Rosalie Charrier soigne particulièrement la narration de ses clips et les plans qu’elle travaille longuement. « L’histoire est importante pour moi et j’espère que ça se voit. Je fais le découpage technique et je pense chaque plan. Sans pouvoir l’expliquer, je sais les plans que je souhaite et ceux dont je ne veux pas », confie-t-elle. Autre constante chez elle, le besoin de travailler en pellicule, même si elle « n’éprouve aucun dégoût pour le numérique ». « J’aime le précieux. Avec la pellicule, on sait que la scène sera unique car on ne pourra pas la faire 50 fois. J’aime ce côté spontané, instinctif, et l’exigence que la pellicule demande. On a beaucoup moins le droit à l’erreur. Et les quelques erreurs qu’on retrouve malgré tout finissent par être charmantes », explique-t-elle en soulignant les concessions à faire en tant que réalisatrice.

Au montage, il n’y a parfois que quatre prises. Même si elles ne sont pas parfaites, il faut en choisir une. Il faut accepter que tout ne soit pas exactement comme on l’avait imaginé.

Ses liens avec le cinéma vont bien au-delà du support choisi pour tourner ou de ses envies de réaliser des films. Rosalie Charrier baigne dans le 7e art depuis son plus jeune âge grâce à son père, l’acteur, producteur et artiste peintre Jacques Charrier (Les Tricheurs, Les Dragueurs, Babette s’en va-t-en guerre) dont elle est très proche. « Il m’a eu tard, je suis son dernier enfant. Il a donc beaucoup de choses à me raconter. Depuis mon enfance, j’entends des anecdotes, parfois des souvenirs de tournages mais surtout des histoires de sa vie qui n’appartiennent qu’à lui ». Autant de souvenirs qui l’inspirent. Si son père lui fait inéluctablement penser au cinéma, leurs échanges sont davantage basés sur les mots que sur les images. « Je suis peu allée au cinéma avec lui. Etrangement j’y allais plutôt avec ma mère qui n’a jamais travaillé dans le cinéma. Mon père dialogue davantage qu’il me montre des films. Il évoque plus sa vie que le cinéma ».
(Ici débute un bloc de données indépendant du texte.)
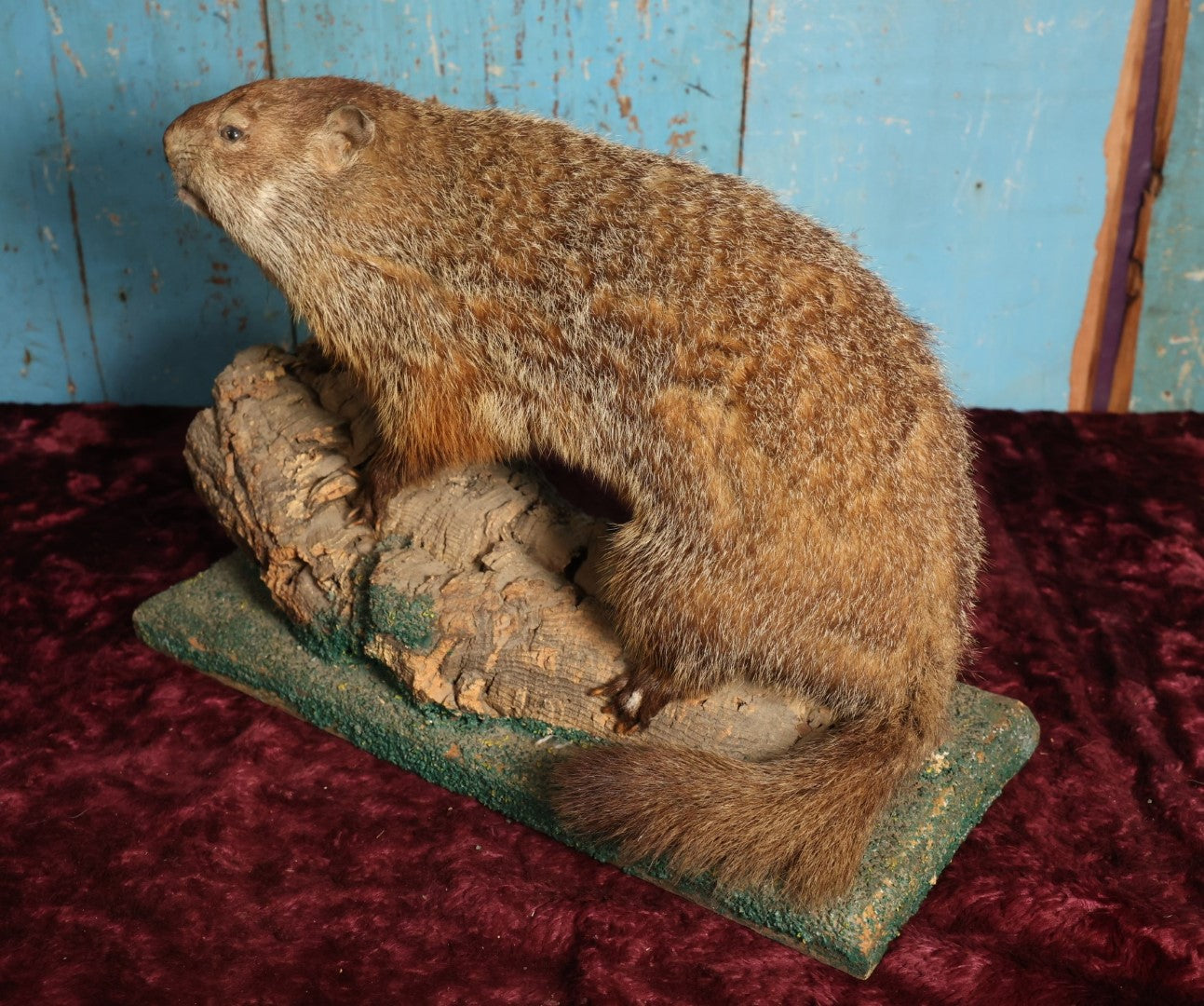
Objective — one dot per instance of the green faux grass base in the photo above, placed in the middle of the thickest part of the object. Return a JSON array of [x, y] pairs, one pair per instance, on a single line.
[[223, 622]]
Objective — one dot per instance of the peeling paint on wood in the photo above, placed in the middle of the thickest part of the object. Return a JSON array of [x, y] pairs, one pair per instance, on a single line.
[[1170, 372], [103, 287], [960, 143]]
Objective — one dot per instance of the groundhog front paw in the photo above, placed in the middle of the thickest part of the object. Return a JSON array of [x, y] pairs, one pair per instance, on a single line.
[[379, 483], [633, 701]]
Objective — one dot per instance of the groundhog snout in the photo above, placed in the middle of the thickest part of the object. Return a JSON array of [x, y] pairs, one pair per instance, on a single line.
[[173, 143]]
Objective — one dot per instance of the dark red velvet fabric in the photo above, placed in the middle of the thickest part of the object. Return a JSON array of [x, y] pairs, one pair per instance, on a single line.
[[165, 838]]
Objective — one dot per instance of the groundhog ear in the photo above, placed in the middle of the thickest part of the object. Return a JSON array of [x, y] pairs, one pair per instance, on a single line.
[[348, 130]]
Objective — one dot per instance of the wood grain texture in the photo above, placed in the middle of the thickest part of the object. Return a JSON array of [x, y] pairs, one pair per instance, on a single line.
[[960, 144], [151, 300], [1170, 366], [477, 591], [1117, 153], [1170, 73]]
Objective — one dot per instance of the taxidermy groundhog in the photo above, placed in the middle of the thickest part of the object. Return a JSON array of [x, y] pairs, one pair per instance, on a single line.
[[796, 470]]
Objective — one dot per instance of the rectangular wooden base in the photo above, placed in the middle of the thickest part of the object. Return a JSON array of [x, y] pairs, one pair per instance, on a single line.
[[223, 622]]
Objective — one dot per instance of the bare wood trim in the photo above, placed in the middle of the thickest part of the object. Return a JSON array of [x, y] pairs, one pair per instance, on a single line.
[[1117, 147], [1174, 42]]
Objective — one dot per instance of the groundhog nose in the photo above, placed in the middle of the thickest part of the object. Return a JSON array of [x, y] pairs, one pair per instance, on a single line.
[[171, 141]]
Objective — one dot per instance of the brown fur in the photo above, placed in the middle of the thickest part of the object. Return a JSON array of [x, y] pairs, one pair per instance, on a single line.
[[796, 469]]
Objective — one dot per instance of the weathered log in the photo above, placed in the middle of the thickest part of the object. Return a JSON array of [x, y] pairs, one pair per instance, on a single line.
[[478, 591]]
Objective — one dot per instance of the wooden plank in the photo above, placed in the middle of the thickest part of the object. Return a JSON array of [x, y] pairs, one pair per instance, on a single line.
[[46, 349], [665, 75], [961, 146], [1117, 152], [169, 298], [224, 623], [1170, 365], [1174, 41]]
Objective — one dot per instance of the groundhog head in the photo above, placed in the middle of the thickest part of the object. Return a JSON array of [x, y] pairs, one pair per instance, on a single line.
[[271, 160]]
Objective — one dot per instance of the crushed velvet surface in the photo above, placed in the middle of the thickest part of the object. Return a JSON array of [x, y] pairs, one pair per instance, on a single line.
[[168, 840]]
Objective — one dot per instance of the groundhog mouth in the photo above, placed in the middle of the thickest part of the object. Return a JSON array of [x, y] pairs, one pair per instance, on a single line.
[[193, 201]]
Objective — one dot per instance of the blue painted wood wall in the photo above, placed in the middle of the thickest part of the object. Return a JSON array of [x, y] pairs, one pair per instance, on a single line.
[[1170, 370], [957, 143]]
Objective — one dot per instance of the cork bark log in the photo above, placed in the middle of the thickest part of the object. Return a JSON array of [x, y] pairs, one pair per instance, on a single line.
[[477, 593]]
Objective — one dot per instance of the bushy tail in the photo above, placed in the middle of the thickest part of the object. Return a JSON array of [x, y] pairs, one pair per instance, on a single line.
[[800, 822]]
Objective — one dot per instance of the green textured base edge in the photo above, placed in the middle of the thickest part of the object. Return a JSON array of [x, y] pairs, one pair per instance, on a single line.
[[223, 623]]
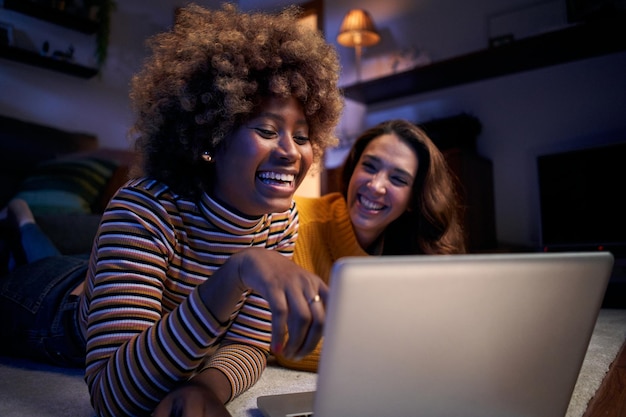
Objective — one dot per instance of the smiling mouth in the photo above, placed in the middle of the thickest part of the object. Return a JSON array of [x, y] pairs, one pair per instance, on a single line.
[[369, 204], [276, 178]]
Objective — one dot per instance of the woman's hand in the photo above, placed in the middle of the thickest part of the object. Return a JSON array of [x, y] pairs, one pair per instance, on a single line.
[[296, 297], [204, 395]]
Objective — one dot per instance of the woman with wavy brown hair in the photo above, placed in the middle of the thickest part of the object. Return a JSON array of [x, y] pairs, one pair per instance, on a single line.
[[397, 198]]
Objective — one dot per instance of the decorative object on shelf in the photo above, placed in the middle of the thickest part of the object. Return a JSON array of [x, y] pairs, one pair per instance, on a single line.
[[358, 30], [102, 11]]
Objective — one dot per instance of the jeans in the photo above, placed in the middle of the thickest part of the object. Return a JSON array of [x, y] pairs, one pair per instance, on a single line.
[[38, 313]]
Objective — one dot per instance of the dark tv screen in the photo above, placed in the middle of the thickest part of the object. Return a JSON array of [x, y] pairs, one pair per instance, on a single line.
[[582, 198]]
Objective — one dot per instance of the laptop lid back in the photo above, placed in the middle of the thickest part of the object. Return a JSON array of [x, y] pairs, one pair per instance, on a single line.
[[461, 335]]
C’est avec lui qu’elle a échangé après sa première expérience en tant que réalisatrice de clip. « Je tournais près de chez lui. C’est la première personne que j’ai vu après le tournage, lui qui ne savait pas trop ce qu’était un clip même s’il était – et est toujours - fier de moi. Je n’oublierai jamais ce moment où il est venu me chercher sur le plateau. Il faisait beau et il y avait quelque chose de presque magique. Echanger avec lui, qui m’a donné l’envie de faire du cinéma, n’est pas anodin ».

Le clip Call Me de Sarah Rebecca réalisé par Rosalie Charrier a bénéficié de l’aide avant réalisation du CNC pour une vidéomusique.